If the duplicate check returns a result from the perm table, then an UPDATE should be performed
If the duplicate check returns no result from the perm table, then an INSERT should be performed
The permanent table after update from temp table
ID | col1 | col2 | col3 |
---|---|---|---|
29384756 | WWWWW | "2022-02-22 00:00:00" | current value |
29384757 | XXXXX | "2022-02-23 00:00:00" | current value |
29384758 | KLMNO | "2022-02-24 00:00:00" | new value |
29384759 | YYYYY | "2022-02-25 00:00:00" | current value |
29384760 | ZZZZZ | "2022-02-26 00:00:00" | current value |
29384761 | ABCDE | "2022-02-22 00:00:00" | new value |
29384762 | FGHIJ | "2022-02-23 00:00:00" | new value |
29384763 | PQWRS | "2022-02-25 00:00:00" | new value |
29384764 | TUVWX | "2022-02-26 00:00:00" | new value |
The 3rd row from the temp table matched an existing record in the permanent table ("KLMNO2022-02-24 00:00:00" so the col3 value for that row was updated however all other records were inserted as new rows.
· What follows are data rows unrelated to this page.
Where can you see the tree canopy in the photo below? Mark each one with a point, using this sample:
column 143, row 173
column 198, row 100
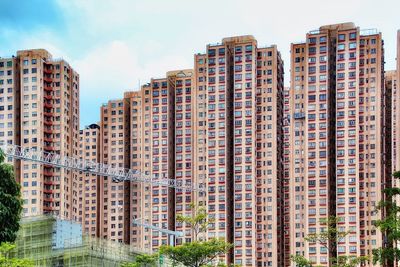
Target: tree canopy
column 196, row 253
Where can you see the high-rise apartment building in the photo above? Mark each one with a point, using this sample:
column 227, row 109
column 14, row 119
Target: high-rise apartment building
column 39, row 107
column 337, row 140
column 85, row 189
column 239, row 146
column 114, row 198
column 218, row 127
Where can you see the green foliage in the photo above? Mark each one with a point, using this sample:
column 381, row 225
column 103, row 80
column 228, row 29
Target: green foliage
column 10, row 202
column 199, row 222
column 329, row 238
column 389, row 254
column 196, row 253
column 5, row 259
column 142, row 261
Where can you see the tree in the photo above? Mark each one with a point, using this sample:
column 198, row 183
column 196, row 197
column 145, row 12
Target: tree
column 143, row 261
column 329, row 239
column 6, row 260
column 389, row 254
column 10, row 202
column 196, row 253
column 199, row 222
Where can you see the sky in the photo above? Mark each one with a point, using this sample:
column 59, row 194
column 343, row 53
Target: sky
column 116, row 45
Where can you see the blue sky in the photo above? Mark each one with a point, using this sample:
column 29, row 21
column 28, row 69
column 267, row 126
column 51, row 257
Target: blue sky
column 117, row 44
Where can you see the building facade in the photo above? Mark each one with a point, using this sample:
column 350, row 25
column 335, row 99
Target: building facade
column 85, row 189
column 338, row 107
column 40, row 106
column 219, row 127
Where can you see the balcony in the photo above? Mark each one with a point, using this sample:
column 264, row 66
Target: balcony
column 47, row 191
column 48, row 79
column 48, row 182
column 48, row 131
column 47, row 208
column 47, row 70
column 48, row 105
column 49, row 148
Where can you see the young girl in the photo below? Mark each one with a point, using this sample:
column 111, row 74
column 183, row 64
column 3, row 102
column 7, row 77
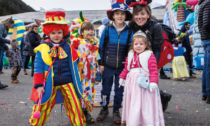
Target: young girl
column 179, row 66
column 88, row 65
column 141, row 106
column 56, row 61
column 114, row 44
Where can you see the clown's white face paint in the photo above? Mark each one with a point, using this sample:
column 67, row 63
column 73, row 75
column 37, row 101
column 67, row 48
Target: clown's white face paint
column 141, row 17
column 88, row 34
column 56, row 36
column 139, row 45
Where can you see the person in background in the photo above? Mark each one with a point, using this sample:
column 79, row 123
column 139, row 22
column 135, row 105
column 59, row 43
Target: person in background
column 4, row 27
column 34, row 42
column 105, row 22
column 15, row 61
column 26, row 51
column 186, row 44
column 204, row 29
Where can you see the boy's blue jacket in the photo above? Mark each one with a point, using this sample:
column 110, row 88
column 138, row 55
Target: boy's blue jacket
column 116, row 50
column 42, row 64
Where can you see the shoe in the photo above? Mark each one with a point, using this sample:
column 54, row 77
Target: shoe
column 192, row 76
column 164, row 77
column 165, row 98
column 89, row 118
column 14, row 81
column 102, row 115
column 117, row 118
column 208, row 100
column 204, row 97
column 3, row 86
column 25, row 72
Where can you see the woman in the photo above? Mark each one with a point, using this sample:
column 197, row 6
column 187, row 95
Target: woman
column 34, row 42
column 4, row 27
column 26, row 51
column 143, row 20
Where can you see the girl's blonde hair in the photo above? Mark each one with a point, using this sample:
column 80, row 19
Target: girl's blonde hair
column 144, row 40
column 6, row 22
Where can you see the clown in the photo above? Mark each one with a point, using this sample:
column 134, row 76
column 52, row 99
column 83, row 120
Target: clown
column 56, row 62
column 87, row 48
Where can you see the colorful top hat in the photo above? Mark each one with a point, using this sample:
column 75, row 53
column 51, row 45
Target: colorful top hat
column 119, row 5
column 140, row 2
column 55, row 17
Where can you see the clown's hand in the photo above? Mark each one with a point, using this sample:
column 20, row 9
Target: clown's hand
column 153, row 86
column 121, row 82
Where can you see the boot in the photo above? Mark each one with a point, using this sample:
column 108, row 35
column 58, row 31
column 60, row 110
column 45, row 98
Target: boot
column 204, row 97
column 102, row 115
column 25, row 72
column 208, row 100
column 117, row 118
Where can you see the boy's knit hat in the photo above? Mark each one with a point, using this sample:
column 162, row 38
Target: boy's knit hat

The excel solution builds an SQL query for each row in the spreadsheet, using a variable to determine whether or not the row is a duplicate.
For the UPDATE example above the query would look like:
@rowId := IFNULL( (SELECT ID FROM perm_table WHERE CONCAT(col1, col2) = 'KLMNO2022-02-24 00:00:00'),'');insert into perm_table values(@rowId, col1, col2, col3) ON DUPLICATE KEY UPDATE col3 = 'new value';
In that query we get the values 'KLMNO2022-02-24 00:00:00' and 'new value' from cells in a spreadsheet, I'm trying to do the same thing but instead of a spreadsheet, the temporary table is an SQL table.